The New York Stock Exchange (Nyse) is set to drop a rule limiting program trading which was put in place after the 1987 crash on grounds that it is no longer effective in preventing market volatility.
According to a Reuters report, the rule change will remove current buying and selling curbs - called "trading collars" - on brokerages using computer-assisted program trading when the Nyse Composite Index moves up or down more than two per cent.
These "trading collars" had been in place since 1988 and were triggered 17 times this year, according to the report, which cites a SEC filing. Volatility is neither restrained nor enhanced by the collars, says the exchange.

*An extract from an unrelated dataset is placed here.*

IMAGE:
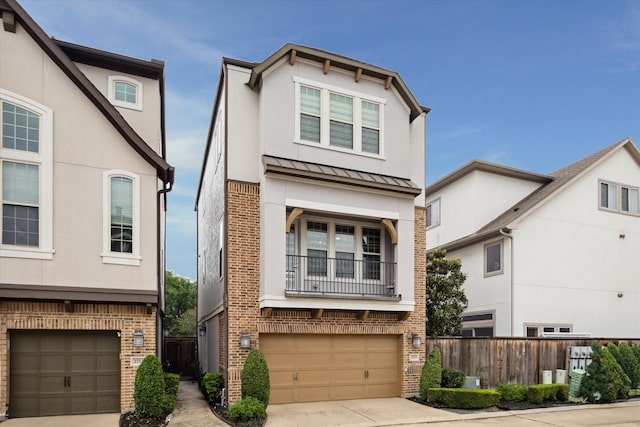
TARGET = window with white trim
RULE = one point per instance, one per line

Nyse defines computer-assisted trades as the buying or selling of a basket of at least 15 stocks from the S&P 500 Index valued at $1 million or more.
The current rule only applies to some index arbitrage trades on stocks in the Standard & Poor's 500 Index executed at the exchange. But trading strategies have multiplied in the past several years, says Nyse, and Index arbitrage is an increasingly smaller part of daily stock trading.
However the move comes as questions arise over the suitability of algorithmic trading in volatile market conditions. According to a Reuters report, traders say current volatility is showing the limitations of algo trading in equities and FX.
This seems to the be case for Morgan Stanley which reported a $480 million third quarter loss from its in-house equities trading desk, which was using computer-generated models to drive returns.
Hedge funds using algorithmic trading methods are also likely to have been hit, says the report.
Furthermore, a large number of trader and hedge funds are thought to have ditched algorithmic methods and reverted to more traditional trading procedures when markets were at their most volatile in August.
The Reuters report, which cites bank sources, says this may have been because the technology available was unable to deal with the immense volume of tickets.